With regard to our selling our destiny for bags of rice, and the talk of “stomach infrastructure”, what I perceive is sheer hypocrisy, anger and ignorance. During the last campaign as with previous campaigns, I saw bags of rice with the APC logo and picture of Fayemi in numerous vehicles criss-crossing the state. In addition, less than a week to the elections, Fayemi donated 100 motorcycles to the Okada Association in Ekiti (Tribune of June 16, 2014) and gave a 50 million naira “loan” to cooperative societies in the state. In my federal constituency, about one week to the election, the APC member of the House of Representatives gave out cars, motorcycles, tricycles (Keke-NAPEPs), hair-dryers, grinding machines to mention a few. Why then is the Ekiti man who voted for PDP being castigated because he was given a bag of rice when the APC did the same and even more? All over the world, voters routinely vote out their leaders in reaction to paternalistic but unsavoury policies and measures .Sarkozy lost to Hollande in France and Papandreou was forced to resign in Greece in reaction to austerity measures put in place in those countries. Voters also vote out leaders who are out of touch. As an example, I know that Governor Fayemi did not just get it when he invited bloggers to a three-day retreat at Ikogosi-Ekiti at government expense to “interface with the blogosphere and vice-versa.” How does such a retreat impact on the welfare of the average Ekiti man? Perhaps, this was what Senator Ojudu described as leaders being miles ahead of their people but which in reality is simply being out of touch.
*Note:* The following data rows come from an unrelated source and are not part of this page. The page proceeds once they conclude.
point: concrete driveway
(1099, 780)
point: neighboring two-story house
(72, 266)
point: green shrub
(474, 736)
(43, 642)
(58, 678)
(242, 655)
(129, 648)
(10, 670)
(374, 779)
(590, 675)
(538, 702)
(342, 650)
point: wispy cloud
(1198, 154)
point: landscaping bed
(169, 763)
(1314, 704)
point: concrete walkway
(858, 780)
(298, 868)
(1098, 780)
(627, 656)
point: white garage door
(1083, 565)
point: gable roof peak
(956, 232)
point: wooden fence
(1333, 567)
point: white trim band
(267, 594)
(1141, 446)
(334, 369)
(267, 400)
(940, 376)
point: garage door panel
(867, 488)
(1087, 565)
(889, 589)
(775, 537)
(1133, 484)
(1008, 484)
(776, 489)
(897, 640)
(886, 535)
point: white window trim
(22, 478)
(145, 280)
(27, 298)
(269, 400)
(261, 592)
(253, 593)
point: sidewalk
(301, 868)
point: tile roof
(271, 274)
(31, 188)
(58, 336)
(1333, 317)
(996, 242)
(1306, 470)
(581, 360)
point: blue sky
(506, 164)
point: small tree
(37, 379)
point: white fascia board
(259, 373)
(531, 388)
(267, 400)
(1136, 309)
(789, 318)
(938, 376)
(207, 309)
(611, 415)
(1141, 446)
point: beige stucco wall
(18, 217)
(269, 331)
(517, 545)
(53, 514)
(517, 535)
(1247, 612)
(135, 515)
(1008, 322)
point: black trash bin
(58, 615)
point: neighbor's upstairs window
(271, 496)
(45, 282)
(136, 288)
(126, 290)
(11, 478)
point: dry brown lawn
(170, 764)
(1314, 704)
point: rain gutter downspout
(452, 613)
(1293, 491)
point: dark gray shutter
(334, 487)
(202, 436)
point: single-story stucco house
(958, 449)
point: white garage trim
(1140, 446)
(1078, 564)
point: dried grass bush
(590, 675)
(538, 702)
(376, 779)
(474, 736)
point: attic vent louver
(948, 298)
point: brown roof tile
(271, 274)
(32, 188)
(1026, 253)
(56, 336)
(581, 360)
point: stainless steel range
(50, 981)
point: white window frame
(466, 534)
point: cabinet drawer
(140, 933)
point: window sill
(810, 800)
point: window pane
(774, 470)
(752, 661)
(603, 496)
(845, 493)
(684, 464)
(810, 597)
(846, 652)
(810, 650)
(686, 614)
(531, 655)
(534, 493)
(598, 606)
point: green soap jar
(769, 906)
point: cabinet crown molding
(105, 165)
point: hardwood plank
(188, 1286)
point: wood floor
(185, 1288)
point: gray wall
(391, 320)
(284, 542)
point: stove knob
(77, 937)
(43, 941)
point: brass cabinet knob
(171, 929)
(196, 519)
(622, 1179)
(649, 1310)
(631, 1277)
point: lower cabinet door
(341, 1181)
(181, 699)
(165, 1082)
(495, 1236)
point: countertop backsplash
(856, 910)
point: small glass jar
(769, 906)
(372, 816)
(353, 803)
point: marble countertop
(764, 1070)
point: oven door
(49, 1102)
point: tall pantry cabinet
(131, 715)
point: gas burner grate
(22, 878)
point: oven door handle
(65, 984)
To many people in Ekiti, the issues were clear contrary to what these commentators and APC sympathisers may want people to believe. One – the overbearing effect of “Lagos” and the outsourcing of contracts to “Lagos boys” to the detriment of the Ekiti people. Two- Economic issues e.g. phenomenal increases in student fees and drastic reduction of salaries of civil servants. Three – the broader Ekiti geo-economic political philosophy which is that with our meagre resources and the paucity of infrastructure, Ekiti has no business being in opposition to the federal government. This is particularly so in view of the nature of our federal set-up where we have a strong centre as against for example the Canadian form of federalism where the federating units are stronger than the centre This philosophy which many of us have long subscribed to was enunciated by Chief Afe Babalola SAN in his letter to the governor-elect Ayo Fayose dated 24th June 2014. Perhaps, our critics will also accuse the erudite billionaire legal and social icon as an uneducated and uninformed victim of “stomach infrastructure”.
With regard to the theorist expounding the still unexplained “photochromic” theory, which apparently suggests the magical disappearance of APC thumbprints from ballot papers as an explanation for the APC loss, Nigerians are looking forward to a proof.

A few days to the election two lives were lost (may their souls rest in peace) and houses of PDP stalwarts were burnt in Isinbode –Ekiti. I would therefore like to end by commending the following for ensuring that the ‘roasting’ instruction from “Lagos” was not carried out. One- the security agencies for tightly policing Ekiti and ensuring that there was no rigging and therefore no roasting .The international observers have stated that this was one of the freest and fairest elections in recent times. Two-INEC for conducting a smooth and orderly election. Three -Governor Kayode Fayemi for being magnanimous and following the statesman-like footsteps of Hon Demeji Bankole former Speaker of the House of Representatives and Professor Chukwuma Soludo both of whom conceded defeat and congratulated their opponents when they lost their elections. By so doing, Governor Fayemi has calmed the frayed nerves of those who might have been inclined to “roast”. I wish the governor well.